A few resources I’ve found helpful while creating this tutorial:

  1. Building reproducible analytical pipelines with R
    • Data scientists write, read and review a lot of code and need to reproduce results from previous projects, but yet we rarely ever get taught the tools needed to make our workflows easy for collaboration — which is truly unfortunate because existing software engineering practices that are common place can be easily implemented to help us data scientists solve our problems! This book goes in-depth into the various DevOp practices for Open Science. On that note, I should perhaps flag a major caveat that Docker, as I’ve come to learn, might not facilitate reproducibility, and we might need to find ways to make the computational environment itself reproducible via other tools like Guix.

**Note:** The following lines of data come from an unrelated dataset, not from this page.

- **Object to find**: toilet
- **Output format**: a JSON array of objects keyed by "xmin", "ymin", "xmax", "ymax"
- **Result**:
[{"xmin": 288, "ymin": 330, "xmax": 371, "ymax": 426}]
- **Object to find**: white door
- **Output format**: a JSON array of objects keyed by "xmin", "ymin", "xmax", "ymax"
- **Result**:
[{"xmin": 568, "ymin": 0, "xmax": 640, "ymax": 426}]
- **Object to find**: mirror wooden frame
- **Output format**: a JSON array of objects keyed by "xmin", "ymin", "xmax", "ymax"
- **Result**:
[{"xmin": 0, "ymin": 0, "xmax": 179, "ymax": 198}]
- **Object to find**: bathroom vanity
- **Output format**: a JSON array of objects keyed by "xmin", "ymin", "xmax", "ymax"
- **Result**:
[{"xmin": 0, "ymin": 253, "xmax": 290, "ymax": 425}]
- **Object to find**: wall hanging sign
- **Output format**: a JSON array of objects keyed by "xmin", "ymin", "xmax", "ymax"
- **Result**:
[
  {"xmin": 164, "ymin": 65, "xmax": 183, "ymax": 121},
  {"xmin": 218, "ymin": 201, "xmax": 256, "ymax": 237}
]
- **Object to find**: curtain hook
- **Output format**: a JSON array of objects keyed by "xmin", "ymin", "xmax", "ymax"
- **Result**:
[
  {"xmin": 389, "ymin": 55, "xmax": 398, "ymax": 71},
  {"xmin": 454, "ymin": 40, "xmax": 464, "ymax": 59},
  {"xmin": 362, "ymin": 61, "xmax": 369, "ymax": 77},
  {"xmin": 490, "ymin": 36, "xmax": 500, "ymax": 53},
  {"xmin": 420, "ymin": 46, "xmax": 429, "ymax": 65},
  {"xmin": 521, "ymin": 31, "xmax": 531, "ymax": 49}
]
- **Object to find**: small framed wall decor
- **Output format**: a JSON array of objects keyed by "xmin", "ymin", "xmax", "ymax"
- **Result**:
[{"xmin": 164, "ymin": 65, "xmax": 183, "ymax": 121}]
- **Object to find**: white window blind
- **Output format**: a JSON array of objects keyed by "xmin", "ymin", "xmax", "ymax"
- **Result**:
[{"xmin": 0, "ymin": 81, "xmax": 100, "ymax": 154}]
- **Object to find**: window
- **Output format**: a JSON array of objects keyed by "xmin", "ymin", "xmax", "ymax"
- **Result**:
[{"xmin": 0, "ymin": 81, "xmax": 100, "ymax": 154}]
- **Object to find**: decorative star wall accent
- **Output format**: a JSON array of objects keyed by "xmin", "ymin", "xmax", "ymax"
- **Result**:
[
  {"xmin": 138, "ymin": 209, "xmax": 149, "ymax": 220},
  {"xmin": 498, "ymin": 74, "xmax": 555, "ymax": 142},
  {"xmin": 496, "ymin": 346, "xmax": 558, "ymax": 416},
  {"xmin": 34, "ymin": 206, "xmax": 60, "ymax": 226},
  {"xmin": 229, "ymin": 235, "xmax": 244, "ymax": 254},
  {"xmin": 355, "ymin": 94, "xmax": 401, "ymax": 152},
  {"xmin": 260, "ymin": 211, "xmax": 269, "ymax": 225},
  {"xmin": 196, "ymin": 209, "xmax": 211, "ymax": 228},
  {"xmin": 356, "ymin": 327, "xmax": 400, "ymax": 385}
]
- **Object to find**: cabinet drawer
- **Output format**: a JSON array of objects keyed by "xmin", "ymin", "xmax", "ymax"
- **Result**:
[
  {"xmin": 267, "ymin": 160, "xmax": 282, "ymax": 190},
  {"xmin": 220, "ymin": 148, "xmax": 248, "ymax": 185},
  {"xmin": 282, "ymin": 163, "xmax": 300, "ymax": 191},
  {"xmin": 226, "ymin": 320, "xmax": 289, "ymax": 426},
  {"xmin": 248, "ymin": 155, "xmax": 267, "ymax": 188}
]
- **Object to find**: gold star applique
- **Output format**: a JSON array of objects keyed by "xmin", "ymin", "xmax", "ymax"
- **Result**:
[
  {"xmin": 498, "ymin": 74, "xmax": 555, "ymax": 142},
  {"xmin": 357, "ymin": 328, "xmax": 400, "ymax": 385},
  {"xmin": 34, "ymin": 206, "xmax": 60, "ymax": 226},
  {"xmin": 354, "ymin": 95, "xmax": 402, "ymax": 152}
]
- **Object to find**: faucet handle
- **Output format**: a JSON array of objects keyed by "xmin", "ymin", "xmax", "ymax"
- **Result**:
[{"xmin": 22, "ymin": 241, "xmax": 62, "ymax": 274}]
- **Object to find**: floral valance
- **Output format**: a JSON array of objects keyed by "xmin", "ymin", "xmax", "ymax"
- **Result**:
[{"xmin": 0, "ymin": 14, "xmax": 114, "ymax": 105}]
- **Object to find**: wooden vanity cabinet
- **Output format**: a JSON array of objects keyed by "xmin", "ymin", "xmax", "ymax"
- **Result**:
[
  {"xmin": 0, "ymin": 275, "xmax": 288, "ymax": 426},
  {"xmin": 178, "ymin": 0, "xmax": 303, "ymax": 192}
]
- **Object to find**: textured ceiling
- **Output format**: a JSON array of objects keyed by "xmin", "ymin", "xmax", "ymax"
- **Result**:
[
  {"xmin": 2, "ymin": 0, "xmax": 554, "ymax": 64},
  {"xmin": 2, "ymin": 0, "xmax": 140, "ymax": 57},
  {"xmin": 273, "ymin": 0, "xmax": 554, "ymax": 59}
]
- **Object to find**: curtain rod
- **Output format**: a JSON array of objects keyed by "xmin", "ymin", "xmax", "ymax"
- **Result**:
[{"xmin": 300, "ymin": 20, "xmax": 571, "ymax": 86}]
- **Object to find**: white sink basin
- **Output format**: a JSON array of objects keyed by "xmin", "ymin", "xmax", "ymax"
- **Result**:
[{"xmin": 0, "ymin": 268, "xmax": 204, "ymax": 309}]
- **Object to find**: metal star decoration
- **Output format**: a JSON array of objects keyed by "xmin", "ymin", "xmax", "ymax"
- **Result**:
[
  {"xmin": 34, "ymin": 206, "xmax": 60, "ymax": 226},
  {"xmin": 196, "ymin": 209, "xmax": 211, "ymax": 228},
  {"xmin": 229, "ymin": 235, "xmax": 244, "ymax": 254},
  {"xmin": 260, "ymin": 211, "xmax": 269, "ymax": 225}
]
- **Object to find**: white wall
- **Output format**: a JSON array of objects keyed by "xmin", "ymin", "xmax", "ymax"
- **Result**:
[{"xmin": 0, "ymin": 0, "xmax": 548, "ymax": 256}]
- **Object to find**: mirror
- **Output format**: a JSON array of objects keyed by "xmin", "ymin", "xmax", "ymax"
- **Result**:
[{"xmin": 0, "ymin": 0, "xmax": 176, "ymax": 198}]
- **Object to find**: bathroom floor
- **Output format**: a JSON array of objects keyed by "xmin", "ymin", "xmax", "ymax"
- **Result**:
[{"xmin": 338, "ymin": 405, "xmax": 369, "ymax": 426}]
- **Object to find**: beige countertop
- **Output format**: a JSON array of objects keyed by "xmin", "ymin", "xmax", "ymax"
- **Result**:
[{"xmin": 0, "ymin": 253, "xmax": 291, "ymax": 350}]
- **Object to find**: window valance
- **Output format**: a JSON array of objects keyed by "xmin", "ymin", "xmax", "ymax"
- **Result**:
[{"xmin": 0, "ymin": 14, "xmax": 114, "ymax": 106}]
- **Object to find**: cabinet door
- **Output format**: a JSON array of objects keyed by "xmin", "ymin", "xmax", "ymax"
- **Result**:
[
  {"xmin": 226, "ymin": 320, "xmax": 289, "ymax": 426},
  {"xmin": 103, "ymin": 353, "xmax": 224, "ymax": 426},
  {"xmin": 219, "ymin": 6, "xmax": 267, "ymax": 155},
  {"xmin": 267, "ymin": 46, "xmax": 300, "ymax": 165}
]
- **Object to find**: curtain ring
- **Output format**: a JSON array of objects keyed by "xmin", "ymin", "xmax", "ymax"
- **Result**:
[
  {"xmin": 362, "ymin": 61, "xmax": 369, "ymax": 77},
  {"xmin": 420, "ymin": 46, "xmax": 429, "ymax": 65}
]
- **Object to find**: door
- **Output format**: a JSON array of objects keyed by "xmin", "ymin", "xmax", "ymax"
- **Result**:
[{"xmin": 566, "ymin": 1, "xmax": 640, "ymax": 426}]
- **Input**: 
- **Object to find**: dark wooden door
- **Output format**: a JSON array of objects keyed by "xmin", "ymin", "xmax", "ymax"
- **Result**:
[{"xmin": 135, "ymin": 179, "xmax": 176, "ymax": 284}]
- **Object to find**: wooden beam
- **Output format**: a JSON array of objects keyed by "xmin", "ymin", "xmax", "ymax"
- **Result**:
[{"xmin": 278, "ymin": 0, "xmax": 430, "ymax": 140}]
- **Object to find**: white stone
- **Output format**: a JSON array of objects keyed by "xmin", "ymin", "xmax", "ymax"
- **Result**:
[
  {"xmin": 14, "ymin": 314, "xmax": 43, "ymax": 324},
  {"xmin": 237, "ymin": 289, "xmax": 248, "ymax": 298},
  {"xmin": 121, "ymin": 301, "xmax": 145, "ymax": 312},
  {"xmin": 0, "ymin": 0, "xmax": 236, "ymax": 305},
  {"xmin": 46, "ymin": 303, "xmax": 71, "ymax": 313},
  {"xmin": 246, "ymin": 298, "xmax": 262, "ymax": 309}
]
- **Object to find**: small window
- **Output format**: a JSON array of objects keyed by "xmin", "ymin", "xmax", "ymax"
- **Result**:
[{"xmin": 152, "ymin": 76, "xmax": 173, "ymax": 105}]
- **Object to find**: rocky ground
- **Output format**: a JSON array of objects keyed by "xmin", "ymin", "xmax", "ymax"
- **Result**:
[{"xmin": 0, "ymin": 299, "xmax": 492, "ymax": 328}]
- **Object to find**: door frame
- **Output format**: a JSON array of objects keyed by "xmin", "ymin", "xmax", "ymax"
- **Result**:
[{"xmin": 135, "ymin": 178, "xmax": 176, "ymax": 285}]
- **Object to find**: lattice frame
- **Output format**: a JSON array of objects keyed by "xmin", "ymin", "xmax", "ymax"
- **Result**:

2. R Reproducibility toolkit for the practical researcher

  • I like this resource because of its workshop-style organization and they walk through everything step-by-step. Great resource for beginner-friendly resource while also very comprehensive, spanning topics on git, github, renv, Zenodo.
  1. Setting up a transparent reproducible R environment with Docker + renv
    • Written by the same author of the workshop above, I used this resource heavily as a reference for the tutorial I created— given that the goal of this article was to illustrate how to reproduce analyses from a paper (the ultimate goal of open science!).